Mandaatbesluiten zijn besluiten in de zin van de Awb en werken dus pas nadat zij bekend zijn gemaakt. Omdat het voor de burgers als mogelijke belanghebbenden ook van belang is dat zij kennis kunnen nemen van de bevoegdheidsverdeling binnen de gemeente, zal de vaststelling van het mandaatbesluit bekend moeten worden gemaakt op de voorgeschreven (elektronische) wijze. Het besluit zelf zal ter inzage worden gelegd en op de gemeentelijke website worden geplaatst.
Het mandaatbesluit zal periodiek (in principe jaarlijks) worden geactualiseerd en aangepast.

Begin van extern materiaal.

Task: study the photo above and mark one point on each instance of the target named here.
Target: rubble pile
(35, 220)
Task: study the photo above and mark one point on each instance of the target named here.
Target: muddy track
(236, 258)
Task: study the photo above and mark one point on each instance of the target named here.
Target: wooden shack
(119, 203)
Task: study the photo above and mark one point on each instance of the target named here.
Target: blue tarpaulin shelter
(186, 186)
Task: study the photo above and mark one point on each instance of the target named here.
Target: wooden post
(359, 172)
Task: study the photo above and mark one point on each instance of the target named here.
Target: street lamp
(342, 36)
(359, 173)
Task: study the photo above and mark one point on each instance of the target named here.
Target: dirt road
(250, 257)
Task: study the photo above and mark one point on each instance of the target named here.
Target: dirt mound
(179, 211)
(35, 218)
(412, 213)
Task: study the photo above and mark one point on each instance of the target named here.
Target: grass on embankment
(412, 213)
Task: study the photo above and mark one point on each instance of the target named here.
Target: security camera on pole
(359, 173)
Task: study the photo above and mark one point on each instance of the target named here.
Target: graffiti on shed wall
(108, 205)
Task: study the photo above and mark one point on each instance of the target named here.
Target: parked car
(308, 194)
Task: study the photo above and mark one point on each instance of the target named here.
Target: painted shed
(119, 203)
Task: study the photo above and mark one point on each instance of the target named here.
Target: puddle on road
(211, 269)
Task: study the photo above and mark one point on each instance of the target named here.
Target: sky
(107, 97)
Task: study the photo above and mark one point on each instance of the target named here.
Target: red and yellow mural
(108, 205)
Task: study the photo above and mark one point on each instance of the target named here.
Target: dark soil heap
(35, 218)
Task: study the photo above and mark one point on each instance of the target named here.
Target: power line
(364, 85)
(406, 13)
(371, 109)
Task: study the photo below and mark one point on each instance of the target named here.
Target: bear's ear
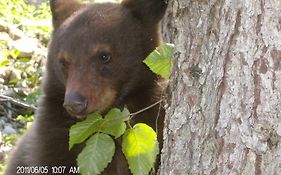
(149, 11)
(62, 9)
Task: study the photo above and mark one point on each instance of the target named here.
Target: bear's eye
(63, 63)
(105, 57)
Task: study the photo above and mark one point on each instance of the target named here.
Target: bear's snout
(75, 103)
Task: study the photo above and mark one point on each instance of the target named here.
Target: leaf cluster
(139, 144)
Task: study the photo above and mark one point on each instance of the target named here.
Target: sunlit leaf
(96, 155)
(140, 147)
(113, 123)
(160, 60)
(82, 130)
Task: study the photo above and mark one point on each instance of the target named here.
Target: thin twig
(146, 108)
(16, 102)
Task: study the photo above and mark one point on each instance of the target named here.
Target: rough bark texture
(224, 109)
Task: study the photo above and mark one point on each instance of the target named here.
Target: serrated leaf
(113, 122)
(160, 60)
(96, 155)
(82, 130)
(116, 114)
(140, 147)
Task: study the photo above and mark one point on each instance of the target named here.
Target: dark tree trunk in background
(224, 108)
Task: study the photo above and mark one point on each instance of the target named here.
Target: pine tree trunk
(224, 108)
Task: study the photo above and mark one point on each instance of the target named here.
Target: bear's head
(97, 50)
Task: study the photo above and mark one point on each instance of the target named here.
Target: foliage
(139, 144)
(140, 147)
(35, 22)
(160, 60)
(19, 76)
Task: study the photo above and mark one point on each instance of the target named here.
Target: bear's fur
(94, 63)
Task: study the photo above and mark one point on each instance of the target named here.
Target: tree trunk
(224, 108)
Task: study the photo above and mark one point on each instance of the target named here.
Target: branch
(146, 108)
(16, 102)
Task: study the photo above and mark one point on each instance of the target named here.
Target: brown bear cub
(94, 63)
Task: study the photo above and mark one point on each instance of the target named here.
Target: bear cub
(94, 63)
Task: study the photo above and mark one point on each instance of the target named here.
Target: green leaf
(82, 130)
(116, 114)
(140, 147)
(160, 60)
(96, 155)
(113, 123)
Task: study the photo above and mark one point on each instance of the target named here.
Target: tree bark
(224, 99)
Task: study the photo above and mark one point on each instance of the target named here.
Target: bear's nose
(75, 103)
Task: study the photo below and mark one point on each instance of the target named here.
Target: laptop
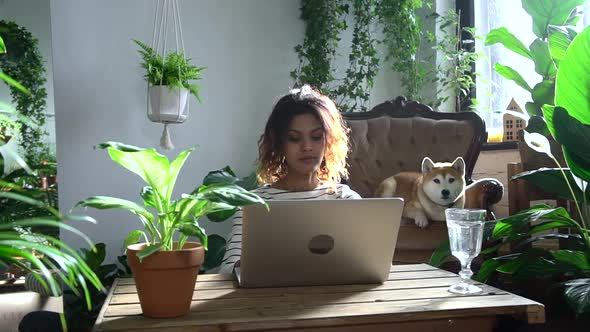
(318, 242)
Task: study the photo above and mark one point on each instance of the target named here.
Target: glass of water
(465, 236)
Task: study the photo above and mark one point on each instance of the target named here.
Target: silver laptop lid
(319, 242)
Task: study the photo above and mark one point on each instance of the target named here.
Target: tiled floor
(492, 164)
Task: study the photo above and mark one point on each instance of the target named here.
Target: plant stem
(583, 228)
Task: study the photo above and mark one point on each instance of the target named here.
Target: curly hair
(271, 161)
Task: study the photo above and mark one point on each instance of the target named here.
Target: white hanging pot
(168, 105)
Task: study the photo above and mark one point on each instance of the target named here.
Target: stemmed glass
(466, 228)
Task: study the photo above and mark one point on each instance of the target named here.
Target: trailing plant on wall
(24, 63)
(402, 36)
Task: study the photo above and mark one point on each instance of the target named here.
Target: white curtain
(493, 91)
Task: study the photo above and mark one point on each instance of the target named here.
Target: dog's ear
(427, 165)
(459, 165)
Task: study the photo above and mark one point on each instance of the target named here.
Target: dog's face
(443, 183)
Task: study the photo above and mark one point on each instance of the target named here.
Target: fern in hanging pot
(169, 86)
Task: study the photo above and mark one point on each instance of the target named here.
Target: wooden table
(415, 298)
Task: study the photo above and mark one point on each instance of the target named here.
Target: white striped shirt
(324, 191)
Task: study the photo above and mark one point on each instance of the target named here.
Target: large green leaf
(559, 40)
(225, 175)
(105, 202)
(192, 228)
(175, 167)
(544, 93)
(572, 90)
(516, 223)
(544, 65)
(511, 74)
(228, 193)
(577, 294)
(552, 181)
(441, 254)
(574, 137)
(574, 258)
(215, 252)
(151, 166)
(504, 37)
(546, 12)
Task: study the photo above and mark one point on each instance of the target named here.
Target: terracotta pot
(165, 280)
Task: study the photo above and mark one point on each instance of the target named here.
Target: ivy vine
(326, 20)
(24, 63)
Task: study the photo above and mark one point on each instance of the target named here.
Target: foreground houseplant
(165, 270)
(169, 77)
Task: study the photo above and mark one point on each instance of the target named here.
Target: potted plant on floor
(554, 30)
(165, 268)
(168, 78)
(568, 267)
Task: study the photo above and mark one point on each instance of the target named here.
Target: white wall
(34, 16)
(247, 47)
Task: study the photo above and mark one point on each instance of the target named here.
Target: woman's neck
(297, 182)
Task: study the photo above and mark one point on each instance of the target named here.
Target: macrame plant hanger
(166, 11)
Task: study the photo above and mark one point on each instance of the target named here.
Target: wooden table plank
(412, 293)
(207, 294)
(129, 288)
(386, 311)
(297, 301)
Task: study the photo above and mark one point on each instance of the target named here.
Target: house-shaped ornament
(514, 122)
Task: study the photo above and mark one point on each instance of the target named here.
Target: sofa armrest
(483, 194)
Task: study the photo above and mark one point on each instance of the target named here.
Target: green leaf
(514, 224)
(228, 193)
(132, 238)
(10, 81)
(544, 65)
(572, 86)
(546, 12)
(513, 75)
(222, 215)
(175, 167)
(504, 37)
(105, 202)
(560, 39)
(532, 109)
(577, 295)
(192, 228)
(552, 181)
(538, 143)
(574, 258)
(225, 175)
(214, 255)
(441, 255)
(145, 252)
(573, 135)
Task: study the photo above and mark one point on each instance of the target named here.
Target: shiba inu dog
(428, 194)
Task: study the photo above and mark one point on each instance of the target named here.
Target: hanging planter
(168, 71)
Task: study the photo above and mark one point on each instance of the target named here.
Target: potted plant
(168, 78)
(554, 31)
(164, 266)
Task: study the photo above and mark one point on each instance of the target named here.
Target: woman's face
(304, 144)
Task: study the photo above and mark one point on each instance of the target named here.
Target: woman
(302, 155)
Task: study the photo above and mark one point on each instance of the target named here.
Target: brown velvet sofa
(395, 136)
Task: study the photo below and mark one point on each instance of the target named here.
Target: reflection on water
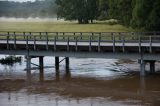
(89, 82)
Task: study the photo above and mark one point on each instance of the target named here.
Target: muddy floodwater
(90, 82)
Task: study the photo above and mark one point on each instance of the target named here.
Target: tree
(81, 10)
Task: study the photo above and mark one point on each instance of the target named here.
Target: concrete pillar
(142, 67)
(67, 63)
(28, 65)
(41, 69)
(152, 67)
(57, 63)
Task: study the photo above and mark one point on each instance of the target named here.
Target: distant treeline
(45, 8)
(144, 14)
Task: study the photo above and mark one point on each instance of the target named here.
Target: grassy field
(59, 27)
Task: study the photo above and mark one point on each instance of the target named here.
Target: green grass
(60, 27)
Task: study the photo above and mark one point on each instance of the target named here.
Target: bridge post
(142, 67)
(152, 67)
(67, 63)
(57, 63)
(28, 64)
(41, 69)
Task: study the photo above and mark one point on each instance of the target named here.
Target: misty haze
(79, 52)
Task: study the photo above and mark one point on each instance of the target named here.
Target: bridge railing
(82, 36)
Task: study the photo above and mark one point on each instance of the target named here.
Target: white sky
(18, 0)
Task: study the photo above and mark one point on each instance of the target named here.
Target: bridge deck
(127, 45)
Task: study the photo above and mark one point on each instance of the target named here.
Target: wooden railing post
(27, 47)
(123, 44)
(113, 38)
(99, 43)
(55, 40)
(24, 35)
(46, 41)
(14, 40)
(76, 45)
(140, 44)
(8, 41)
(150, 48)
(34, 42)
(90, 43)
(68, 43)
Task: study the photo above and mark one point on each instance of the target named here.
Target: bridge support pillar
(28, 65)
(41, 69)
(57, 63)
(142, 67)
(67, 64)
(152, 67)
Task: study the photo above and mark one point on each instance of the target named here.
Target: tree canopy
(135, 13)
(81, 10)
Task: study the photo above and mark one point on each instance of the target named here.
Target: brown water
(91, 82)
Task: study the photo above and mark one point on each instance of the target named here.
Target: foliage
(81, 10)
(45, 8)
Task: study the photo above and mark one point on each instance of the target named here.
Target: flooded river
(90, 82)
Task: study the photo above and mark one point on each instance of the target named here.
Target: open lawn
(49, 26)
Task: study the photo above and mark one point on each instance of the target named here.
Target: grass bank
(60, 27)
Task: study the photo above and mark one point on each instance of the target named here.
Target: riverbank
(44, 25)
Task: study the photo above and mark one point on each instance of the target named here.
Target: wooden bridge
(143, 46)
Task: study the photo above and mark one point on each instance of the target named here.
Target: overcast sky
(18, 0)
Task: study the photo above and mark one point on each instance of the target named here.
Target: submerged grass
(60, 27)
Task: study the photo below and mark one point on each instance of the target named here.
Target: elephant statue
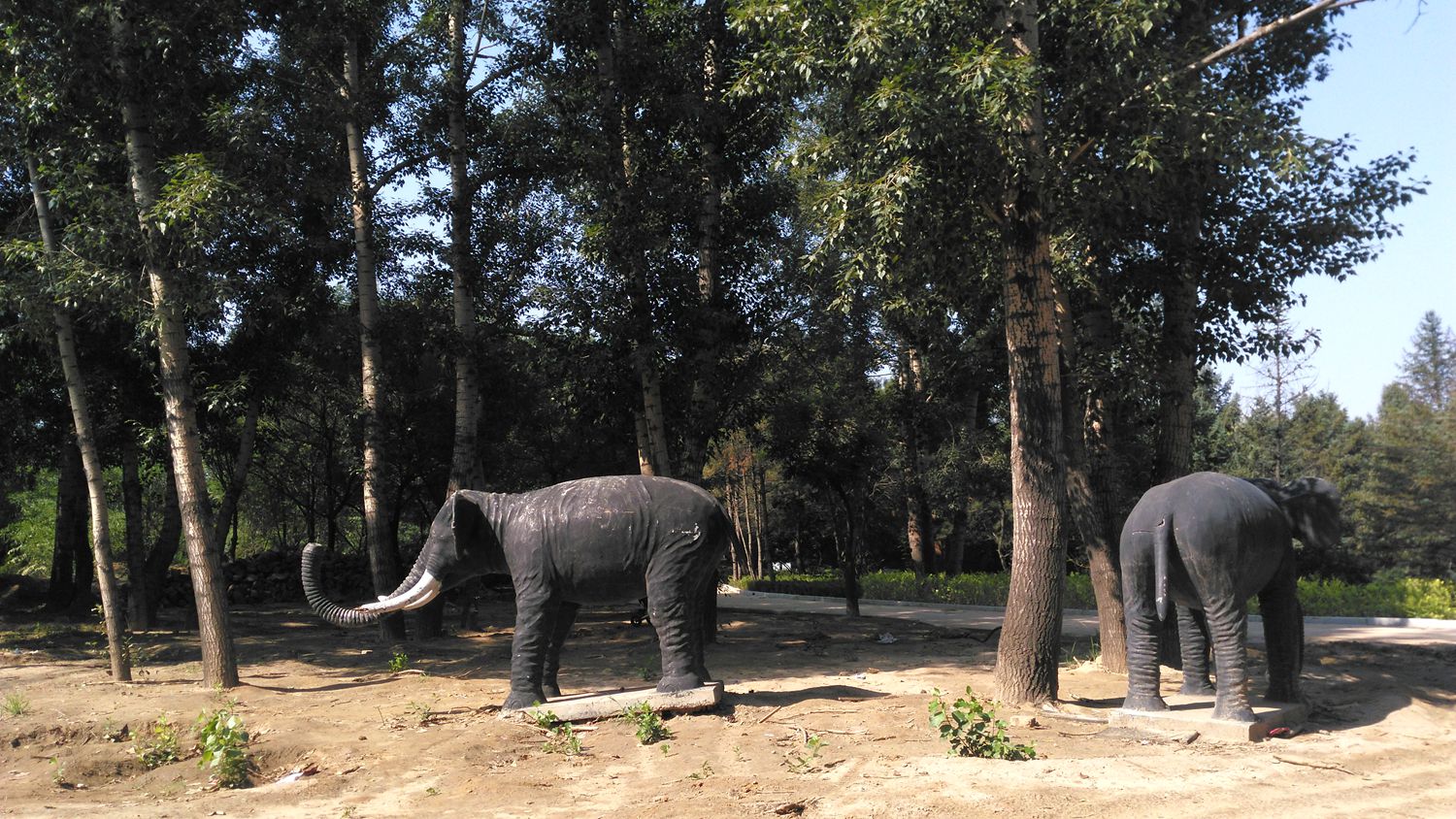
(599, 540)
(1208, 542)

Tussentijds worden alleen afzonderlijke mandaatbesluiten genomen of afzonderlijke volmachten/machtigingen verleend als dit noodzakelijk is in verband met nieuwe of gewijzigde regelgeving en/of wijzigingen in de organisatie. Deze afzonderlijke mandaatbesluiten worden bij een eerstvolgende actualisering in het mandaatbesluit opgenomen.